OTTODIX  "Arca"
   (2023 )

Con Ottodix non puoi mai cavartela a buon mercato.

Parte alto, e spinge. Richiede disponibilità, esige dedizione. Va ben oltre la musica, che sembra talora un mezzo per uno scopo, atto a veicolarne la filosofia: riflessione acuta e profonda sul senso delle cose, stipata a forza nella valigia della vita.

Pubblicato per Vrec/Audioglobe, “Arca” è materia ardua: as usual, come già i due precedenti capitoli della trilogia, “Micromega” (2017) e “Entanglement” (2020), è progetto ambizioso e colto, elaborato concept sci-fi incentrato su una cosmogonia utopica e visionaria, prodromo alla costruzione di un futuro migliore (o forse solo di un futuro altro), ancorché incerto e precario. E, as usual, non si crogiola nella sua complessità: semplicemente, non conosce altra modalità espressiva se non quella che unisce - in linea tutt’altro che retta - il pensiero e la sua manifestazione.

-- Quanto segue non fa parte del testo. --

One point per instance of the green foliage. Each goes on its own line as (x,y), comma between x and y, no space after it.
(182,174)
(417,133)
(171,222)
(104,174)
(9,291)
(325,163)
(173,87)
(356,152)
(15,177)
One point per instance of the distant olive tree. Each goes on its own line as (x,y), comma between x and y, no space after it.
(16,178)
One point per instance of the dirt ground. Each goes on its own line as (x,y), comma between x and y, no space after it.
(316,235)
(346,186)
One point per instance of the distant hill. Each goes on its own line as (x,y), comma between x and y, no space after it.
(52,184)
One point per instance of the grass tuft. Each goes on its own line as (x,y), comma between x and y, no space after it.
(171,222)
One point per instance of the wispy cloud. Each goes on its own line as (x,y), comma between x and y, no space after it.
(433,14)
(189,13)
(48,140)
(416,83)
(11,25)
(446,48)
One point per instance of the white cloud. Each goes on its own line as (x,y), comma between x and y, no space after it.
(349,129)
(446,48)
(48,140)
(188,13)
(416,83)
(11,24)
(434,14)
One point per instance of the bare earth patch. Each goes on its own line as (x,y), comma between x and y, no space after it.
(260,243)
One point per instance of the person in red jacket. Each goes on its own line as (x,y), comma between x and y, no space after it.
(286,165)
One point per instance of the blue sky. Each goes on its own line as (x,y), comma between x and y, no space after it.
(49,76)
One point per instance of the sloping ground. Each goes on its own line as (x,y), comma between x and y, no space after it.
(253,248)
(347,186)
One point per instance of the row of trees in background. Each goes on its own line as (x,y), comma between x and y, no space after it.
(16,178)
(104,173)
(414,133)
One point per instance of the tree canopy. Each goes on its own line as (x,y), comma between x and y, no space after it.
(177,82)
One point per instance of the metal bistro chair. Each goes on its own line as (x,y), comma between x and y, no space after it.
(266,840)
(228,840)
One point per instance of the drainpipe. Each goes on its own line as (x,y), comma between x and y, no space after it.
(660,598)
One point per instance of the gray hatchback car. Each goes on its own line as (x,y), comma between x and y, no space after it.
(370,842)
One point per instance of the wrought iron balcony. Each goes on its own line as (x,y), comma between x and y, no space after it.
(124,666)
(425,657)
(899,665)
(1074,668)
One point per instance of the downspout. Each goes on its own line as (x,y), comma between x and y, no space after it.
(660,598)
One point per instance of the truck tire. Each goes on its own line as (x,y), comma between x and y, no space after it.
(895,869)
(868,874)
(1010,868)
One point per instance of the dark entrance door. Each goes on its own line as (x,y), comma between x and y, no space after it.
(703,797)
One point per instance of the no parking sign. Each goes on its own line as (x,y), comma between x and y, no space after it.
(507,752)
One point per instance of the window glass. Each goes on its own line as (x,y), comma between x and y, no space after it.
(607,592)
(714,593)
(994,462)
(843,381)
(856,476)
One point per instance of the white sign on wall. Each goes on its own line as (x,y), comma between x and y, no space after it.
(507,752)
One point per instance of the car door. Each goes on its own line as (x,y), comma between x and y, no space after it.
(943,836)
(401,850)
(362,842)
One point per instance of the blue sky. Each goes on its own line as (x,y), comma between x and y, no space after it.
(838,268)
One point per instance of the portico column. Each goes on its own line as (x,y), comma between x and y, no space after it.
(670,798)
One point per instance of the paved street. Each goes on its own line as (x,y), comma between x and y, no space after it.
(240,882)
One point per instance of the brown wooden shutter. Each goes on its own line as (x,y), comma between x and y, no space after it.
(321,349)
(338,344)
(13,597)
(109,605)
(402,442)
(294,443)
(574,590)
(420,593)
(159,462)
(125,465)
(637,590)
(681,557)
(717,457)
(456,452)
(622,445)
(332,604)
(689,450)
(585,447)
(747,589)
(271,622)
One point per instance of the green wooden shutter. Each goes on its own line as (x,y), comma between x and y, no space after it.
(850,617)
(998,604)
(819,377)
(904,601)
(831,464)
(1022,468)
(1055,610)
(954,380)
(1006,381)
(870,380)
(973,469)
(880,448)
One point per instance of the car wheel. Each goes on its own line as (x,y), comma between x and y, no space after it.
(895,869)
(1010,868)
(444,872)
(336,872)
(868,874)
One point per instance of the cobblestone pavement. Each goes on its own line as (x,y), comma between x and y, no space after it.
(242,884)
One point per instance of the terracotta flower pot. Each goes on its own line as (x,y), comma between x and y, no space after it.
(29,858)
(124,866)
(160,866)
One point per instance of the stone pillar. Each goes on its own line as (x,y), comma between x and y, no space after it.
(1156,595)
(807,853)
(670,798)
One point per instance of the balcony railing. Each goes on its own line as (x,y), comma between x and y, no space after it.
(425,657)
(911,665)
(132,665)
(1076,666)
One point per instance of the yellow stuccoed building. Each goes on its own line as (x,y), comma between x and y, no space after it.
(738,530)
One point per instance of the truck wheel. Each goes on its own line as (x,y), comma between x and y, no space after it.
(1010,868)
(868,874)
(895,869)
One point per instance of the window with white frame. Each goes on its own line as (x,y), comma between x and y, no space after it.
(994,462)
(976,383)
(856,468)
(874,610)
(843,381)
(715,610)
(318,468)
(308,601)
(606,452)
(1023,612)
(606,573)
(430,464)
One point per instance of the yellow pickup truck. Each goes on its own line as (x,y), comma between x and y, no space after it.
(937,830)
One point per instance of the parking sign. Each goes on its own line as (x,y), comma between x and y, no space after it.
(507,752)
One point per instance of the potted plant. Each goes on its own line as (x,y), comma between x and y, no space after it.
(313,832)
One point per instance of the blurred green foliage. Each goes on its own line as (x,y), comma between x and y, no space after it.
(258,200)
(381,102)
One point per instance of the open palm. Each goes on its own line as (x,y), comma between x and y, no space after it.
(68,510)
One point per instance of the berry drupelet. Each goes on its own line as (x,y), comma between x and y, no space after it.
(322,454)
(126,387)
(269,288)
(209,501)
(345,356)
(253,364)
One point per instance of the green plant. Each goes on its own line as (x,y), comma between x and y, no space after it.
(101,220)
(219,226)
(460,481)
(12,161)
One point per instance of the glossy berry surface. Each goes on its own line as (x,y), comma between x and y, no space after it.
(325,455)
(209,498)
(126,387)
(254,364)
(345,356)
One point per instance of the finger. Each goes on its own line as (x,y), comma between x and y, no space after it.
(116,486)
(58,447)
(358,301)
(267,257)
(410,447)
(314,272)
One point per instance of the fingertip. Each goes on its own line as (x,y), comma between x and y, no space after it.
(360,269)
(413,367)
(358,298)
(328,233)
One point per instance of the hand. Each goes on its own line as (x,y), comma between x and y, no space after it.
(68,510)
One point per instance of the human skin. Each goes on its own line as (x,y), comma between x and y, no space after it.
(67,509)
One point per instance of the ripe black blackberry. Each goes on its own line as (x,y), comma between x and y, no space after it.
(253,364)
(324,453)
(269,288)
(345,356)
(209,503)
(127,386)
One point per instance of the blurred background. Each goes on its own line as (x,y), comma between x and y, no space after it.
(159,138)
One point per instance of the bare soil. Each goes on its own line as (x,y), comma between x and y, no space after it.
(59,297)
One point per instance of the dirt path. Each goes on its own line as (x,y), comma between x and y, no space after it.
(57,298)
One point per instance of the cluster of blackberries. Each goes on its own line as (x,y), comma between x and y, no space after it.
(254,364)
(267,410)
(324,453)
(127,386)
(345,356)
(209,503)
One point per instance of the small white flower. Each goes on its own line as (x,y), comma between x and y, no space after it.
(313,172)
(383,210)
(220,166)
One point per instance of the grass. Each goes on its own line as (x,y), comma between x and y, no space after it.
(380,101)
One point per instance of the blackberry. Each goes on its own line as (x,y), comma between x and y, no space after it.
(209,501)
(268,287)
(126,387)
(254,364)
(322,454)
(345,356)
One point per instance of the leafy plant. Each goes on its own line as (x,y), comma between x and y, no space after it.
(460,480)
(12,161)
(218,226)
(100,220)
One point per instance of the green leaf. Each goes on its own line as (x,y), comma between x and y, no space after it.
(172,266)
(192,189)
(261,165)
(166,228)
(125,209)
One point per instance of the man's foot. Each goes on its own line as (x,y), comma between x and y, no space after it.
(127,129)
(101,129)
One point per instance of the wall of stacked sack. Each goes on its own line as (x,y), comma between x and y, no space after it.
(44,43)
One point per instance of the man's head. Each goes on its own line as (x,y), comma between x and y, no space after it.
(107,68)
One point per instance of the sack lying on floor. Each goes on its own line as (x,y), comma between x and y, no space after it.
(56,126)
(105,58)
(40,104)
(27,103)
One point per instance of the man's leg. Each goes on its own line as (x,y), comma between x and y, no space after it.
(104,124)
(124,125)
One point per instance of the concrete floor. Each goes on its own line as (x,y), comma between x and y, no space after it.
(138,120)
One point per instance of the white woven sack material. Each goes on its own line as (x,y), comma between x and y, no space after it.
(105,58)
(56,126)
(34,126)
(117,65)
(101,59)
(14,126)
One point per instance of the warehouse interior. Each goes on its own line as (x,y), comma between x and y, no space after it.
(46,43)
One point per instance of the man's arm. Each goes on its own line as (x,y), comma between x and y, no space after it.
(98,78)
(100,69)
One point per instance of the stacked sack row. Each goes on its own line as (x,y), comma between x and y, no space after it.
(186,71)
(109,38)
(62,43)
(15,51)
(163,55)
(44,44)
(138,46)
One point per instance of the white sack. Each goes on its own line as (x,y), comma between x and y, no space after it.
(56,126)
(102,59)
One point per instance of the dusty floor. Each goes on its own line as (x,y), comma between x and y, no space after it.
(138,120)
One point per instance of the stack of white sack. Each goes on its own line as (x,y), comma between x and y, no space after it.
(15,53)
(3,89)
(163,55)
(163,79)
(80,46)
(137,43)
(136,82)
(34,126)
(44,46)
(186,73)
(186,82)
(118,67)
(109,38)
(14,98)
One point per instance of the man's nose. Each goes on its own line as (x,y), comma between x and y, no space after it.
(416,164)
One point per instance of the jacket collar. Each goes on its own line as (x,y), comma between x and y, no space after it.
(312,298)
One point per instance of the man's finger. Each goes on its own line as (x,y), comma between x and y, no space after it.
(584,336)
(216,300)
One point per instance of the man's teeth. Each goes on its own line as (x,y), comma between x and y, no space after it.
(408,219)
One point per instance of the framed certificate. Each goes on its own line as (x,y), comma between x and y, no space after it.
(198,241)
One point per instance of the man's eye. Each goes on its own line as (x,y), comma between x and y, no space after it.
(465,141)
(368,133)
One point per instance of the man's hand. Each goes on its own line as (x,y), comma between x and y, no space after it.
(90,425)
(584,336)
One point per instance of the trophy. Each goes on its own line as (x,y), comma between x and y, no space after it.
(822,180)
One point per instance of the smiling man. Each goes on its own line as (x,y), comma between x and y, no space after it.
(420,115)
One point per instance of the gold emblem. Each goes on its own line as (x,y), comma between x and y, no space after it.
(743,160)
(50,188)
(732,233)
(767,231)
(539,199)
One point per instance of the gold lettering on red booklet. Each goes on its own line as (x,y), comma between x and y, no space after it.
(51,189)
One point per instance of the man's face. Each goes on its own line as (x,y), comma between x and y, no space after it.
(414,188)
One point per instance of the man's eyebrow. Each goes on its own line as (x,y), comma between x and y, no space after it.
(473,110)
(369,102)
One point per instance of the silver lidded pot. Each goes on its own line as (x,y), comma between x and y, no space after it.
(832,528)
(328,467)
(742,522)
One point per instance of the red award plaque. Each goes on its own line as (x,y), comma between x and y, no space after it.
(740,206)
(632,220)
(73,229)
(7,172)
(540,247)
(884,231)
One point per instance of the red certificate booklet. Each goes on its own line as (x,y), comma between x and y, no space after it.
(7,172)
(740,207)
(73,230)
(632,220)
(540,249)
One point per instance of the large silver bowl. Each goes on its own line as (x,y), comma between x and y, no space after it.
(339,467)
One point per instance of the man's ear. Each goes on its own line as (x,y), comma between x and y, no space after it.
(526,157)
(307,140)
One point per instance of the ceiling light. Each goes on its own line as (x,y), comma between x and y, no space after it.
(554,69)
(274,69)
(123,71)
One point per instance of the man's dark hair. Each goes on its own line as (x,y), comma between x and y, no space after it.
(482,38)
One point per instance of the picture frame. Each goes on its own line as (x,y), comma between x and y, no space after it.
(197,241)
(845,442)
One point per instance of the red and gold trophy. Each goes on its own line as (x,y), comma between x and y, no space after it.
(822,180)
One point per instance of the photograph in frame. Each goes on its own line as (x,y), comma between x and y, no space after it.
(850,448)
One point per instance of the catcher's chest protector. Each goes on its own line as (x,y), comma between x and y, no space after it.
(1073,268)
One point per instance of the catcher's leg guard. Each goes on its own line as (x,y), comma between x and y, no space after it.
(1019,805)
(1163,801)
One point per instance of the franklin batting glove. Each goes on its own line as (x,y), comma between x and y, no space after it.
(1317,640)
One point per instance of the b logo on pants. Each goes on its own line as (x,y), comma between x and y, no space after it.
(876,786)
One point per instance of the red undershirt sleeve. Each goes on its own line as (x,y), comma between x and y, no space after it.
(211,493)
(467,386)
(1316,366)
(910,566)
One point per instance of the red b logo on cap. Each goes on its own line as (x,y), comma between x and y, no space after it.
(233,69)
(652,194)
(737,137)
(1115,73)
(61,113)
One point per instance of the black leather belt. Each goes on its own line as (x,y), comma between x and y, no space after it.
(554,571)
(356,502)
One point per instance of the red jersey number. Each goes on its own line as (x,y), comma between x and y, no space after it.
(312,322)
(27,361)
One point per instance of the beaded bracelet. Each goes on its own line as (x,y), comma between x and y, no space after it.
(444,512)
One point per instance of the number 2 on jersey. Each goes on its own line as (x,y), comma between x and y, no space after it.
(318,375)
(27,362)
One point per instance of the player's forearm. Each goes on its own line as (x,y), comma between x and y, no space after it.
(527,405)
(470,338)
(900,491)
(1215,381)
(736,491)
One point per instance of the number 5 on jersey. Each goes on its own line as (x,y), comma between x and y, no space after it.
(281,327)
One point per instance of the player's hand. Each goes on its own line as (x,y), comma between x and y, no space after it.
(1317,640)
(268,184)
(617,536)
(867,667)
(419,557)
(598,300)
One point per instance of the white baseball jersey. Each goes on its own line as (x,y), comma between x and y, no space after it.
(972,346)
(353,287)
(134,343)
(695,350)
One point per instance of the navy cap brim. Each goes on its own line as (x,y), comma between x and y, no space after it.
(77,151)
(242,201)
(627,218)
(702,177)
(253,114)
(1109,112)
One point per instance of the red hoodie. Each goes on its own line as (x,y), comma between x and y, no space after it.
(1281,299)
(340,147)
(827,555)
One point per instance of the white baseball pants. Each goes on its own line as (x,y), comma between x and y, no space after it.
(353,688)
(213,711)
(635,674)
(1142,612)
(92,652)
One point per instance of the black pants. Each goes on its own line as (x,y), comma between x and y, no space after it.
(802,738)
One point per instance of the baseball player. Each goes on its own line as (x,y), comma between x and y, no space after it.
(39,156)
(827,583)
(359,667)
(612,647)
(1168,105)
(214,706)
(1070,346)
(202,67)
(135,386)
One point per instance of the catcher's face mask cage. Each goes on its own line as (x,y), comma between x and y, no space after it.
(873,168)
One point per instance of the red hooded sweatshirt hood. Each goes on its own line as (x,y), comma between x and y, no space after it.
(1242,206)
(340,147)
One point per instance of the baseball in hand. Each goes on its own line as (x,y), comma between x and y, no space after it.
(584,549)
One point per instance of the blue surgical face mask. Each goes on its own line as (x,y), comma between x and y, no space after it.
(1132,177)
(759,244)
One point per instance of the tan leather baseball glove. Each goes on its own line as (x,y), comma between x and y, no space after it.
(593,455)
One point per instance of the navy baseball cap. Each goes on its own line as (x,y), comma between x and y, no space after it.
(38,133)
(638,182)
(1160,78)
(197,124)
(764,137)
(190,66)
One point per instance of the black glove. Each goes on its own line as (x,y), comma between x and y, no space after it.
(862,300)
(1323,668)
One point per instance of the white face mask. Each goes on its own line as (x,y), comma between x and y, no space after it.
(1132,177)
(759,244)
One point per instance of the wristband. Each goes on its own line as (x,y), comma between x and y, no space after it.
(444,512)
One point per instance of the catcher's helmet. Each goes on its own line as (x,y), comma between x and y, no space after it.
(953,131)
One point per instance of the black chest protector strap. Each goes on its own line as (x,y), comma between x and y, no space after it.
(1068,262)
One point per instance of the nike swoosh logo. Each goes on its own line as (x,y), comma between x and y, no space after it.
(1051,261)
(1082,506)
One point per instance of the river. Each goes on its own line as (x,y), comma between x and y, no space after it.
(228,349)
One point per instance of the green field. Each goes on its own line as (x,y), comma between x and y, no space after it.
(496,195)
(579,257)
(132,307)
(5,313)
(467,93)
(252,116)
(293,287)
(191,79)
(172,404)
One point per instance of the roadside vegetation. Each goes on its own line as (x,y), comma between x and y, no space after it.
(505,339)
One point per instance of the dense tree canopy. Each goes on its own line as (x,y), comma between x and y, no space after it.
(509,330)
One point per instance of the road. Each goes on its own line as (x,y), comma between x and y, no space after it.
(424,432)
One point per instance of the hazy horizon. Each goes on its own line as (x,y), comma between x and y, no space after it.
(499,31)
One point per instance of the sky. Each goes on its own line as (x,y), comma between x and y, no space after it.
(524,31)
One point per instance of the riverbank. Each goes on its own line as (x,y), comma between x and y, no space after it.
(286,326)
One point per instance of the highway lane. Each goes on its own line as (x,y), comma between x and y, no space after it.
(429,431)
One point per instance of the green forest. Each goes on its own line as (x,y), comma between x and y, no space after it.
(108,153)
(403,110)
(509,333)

E’ un’incessante ascesa, fieramente sfidante, pervasa da un ineludibile stato di persistente tensione intellettuale. Qual è l’impresa più improba, visto che pur sempre di un disco si tratta? Conservare intatto l’interesse per l’ascolto, pur sviscerando il tema in forme e contenuti impegnativi. Il lavoro è smisuratamente intenso, ma è anche bello? Le nude canzoni, svincolate dal contesto, funzionano di per sé?

Sì: sono sontuosamente arrangiate, prodotte con gusto, rifinite con classe, ma non è il punto centrale, e forse non ha nemmeno importanza, perché non stiamo parlando di intrattenimento tout court. Piuttosto, questa è conoscenza, filtrata attraverso strati di letteratura, filosofia, scienza, libertà della ragione. In “Arca” trovano spazio brani che assumono la forma-canzone, anche in piacevole guisa, ma l’impressione prevalente è quella di assistere ad un musical in veste di trattato (o viceversa), ad un’opera teatrale impervia fin dall’architettura – concettuale, contenutistica, grafica persino – che l’accompagna in inscindibile unità. L’idea alla base è la fuga dell’intera umanità dal mondo attuale a bordo di un’Arca 2.0 suddivisa in sei enormi distretti, ciascuno dei quali deputato ad una specifica funzione, approfondita nei sei pezzi portanti dell’album. A questi, vanno aggiunti due brani introduttivi ed uno di chiusura, oltre a sei brevi intermezzi nei quali una voce femminile recitativa introduce al prossimo distretto.

Superfluo ed inessenziale – forse addirittura improprio - addentrarsi in una meticolosa analisi delle singole tracce, strutturalmente figlie della new-wave, di Franco Battiato, dell’elettronica for the masses tra ’80 e ’90, ma con sonorità prodigiosamente adattate ai tempi; vano sarebbe il tentativo di sviscerare gli aspetti testuali di cui l’album è a tal punto intriso da meritare disamina a sé; pretenzioso apparirebbe sintetizzare in poche righe una narrazione che merita un ascolto immersivo, attento quanto basta a percepirne criticamente l’essenza. Suggestivo l’impianto, da brividi la summa di “Memorandom” (l’uomo senza prove/nega tutto e poi mente/come il vizio degli amanti/di giurare per sempre) così come il sovvertimento del determinismo operato in “Techne”, in equilibrio instabile tra la trappola causa-effetto (ci serviranno macchine per fare nuove macchine/pensate a loro volta per progettare macchine) e l’invocazione del libero arbitrio (ci serviranno uomini in grado di comprendere/se premere lo stop).

Alla fine, siamo tutti cosmonaufraghi migranti alla ricerca più o meno disperata – ma consapevole – di scenari futuribili, figli della Storia circolare di “Utopia” (l’esigenza di sfidare buchi neri e l’aldilà/l’incoscienza di giocare con la singolarità/oltre la quale non si ritorna/e la natura poi si deforma/spinse gli antichi per mare e i robot nello spazio) o padri del residuo sentimento agrodolce cantato nel commiato di “Simulatore” (l’immagine di te sfarfalla solo un po’/in mezzo a quegli splendidi robot/e rigenera analogiche memorie di una storia/dall’umana preistoria).

I’ve seen the future, brother: is it murder? Non è detto.

Il sottotesto non è un messaggio di speranza, non una fiduciosa ripartenza: è un salvare il salvabile, con l’augurio di non replicare nel prossimo altrove la stessa disfatta che ci attende al di qua della linea del tempo.